Peculiar Nature of Snake States in Graphene

TL;DR

This paper investigates the unique properties of snake states in graphene under non-uniform magnetic fields, revealing their peculiar current distribution and the coexistence of surface states, which differ from traditional 2DEG systems.

Contribution

It demonstrates the peculiar nature of snake states in graphene, including their local current imbalance and the existence of surface states, highlighting differences from conventional 2DEG snake states.

Findings

Snake states in graphene exhibit locally uncompensated current.

Surface states coexist with snake states in finite samples.

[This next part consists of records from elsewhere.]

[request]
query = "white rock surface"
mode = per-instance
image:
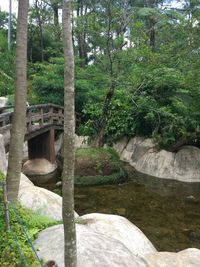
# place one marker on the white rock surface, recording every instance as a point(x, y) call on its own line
point(94, 249)
point(81, 141)
point(186, 258)
point(3, 161)
point(38, 167)
point(143, 155)
point(39, 199)
point(122, 230)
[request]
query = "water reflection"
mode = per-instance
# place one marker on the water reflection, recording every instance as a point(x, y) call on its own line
point(166, 211)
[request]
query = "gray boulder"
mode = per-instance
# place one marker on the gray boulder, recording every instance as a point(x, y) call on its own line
point(39, 170)
point(144, 156)
point(122, 230)
point(186, 258)
point(94, 249)
point(40, 200)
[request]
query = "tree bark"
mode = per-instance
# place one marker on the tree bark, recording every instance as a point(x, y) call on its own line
point(69, 139)
point(19, 117)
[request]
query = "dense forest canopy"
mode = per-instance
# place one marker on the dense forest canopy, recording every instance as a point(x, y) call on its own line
point(137, 66)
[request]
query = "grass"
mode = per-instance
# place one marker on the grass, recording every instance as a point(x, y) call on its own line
point(33, 223)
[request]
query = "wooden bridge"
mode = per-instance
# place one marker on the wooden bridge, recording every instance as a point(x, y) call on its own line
point(41, 123)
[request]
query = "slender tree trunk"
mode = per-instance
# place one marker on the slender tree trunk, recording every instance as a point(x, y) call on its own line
point(19, 117)
point(152, 38)
point(9, 24)
point(69, 138)
point(40, 29)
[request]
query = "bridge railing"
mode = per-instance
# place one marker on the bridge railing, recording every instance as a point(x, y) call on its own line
point(37, 116)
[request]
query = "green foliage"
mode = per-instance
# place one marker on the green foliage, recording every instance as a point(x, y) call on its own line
point(33, 223)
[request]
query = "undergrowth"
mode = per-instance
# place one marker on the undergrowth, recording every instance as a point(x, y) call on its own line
point(33, 223)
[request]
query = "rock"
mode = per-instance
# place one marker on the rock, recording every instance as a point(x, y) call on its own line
point(93, 248)
point(186, 164)
point(143, 155)
point(3, 101)
point(39, 170)
point(38, 167)
point(39, 199)
point(191, 199)
point(3, 161)
point(186, 258)
point(122, 230)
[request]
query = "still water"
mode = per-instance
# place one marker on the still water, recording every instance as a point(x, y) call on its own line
point(168, 212)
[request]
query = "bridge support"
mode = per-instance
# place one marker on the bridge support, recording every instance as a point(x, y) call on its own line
point(42, 146)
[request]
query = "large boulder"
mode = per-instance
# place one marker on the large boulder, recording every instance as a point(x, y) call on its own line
point(121, 229)
point(39, 170)
point(144, 156)
point(39, 199)
point(3, 161)
point(93, 248)
point(186, 258)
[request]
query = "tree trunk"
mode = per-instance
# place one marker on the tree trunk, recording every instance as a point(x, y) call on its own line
point(152, 38)
point(19, 117)
point(40, 30)
point(69, 139)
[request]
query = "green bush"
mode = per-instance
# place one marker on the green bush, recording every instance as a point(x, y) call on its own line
point(33, 224)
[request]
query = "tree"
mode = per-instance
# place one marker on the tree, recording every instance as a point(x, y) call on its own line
point(19, 116)
point(69, 138)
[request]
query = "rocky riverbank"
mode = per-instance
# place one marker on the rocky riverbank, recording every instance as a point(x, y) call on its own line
point(144, 156)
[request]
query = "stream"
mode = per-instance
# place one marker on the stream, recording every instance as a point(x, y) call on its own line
point(166, 211)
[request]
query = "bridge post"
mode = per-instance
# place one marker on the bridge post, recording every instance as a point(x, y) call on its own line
point(42, 146)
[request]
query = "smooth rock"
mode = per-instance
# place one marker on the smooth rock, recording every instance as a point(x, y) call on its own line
point(122, 229)
point(143, 155)
point(40, 200)
point(38, 167)
point(94, 249)
point(186, 258)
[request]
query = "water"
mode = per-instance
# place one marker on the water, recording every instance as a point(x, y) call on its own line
point(166, 211)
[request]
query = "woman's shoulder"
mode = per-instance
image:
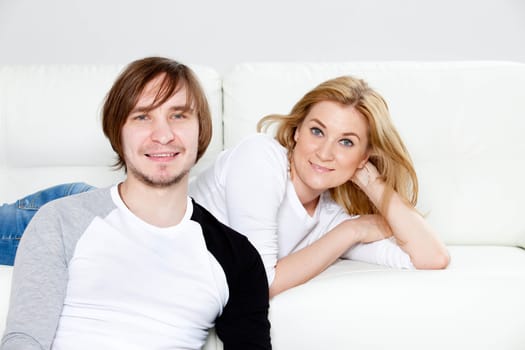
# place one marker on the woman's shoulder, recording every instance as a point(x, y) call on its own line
point(259, 146)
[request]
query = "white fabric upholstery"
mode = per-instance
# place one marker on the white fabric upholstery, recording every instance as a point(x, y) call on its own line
point(50, 125)
point(463, 123)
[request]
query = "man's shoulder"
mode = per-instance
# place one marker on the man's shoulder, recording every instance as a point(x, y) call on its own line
point(98, 200)
point(222, 241)
point(210, 223)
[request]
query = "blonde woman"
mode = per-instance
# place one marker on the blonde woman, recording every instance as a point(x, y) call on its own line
point(335, 178)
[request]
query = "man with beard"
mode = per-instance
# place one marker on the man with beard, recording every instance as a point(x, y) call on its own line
point(140, 265)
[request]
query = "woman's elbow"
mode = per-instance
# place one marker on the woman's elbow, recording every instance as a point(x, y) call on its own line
point(438, 261)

Distinct properties arise from Dirac fermion dynamics in graphene.

Abstract

We study the dynamics of the electrons in a non-uniform magnetic field applied perpendicular to a graphene sheet in the low energy limit when the excitation states can be described by a Dirac type Hamiltonian. We show that as compared to the two-dimensional electron gas (2DEG) snake states in graphene exibit peculiar properties related to the underlying dynamics of the Dirac fermions. The current carried by snake states is locally uncompensated even if the Fermi energy lies between the first non-zero energy Landau levels of the conduction and valence bands. The nature of these states is studied by calculating the current density distribution. It is shown that besides the snake states in finite samples surface states also exist.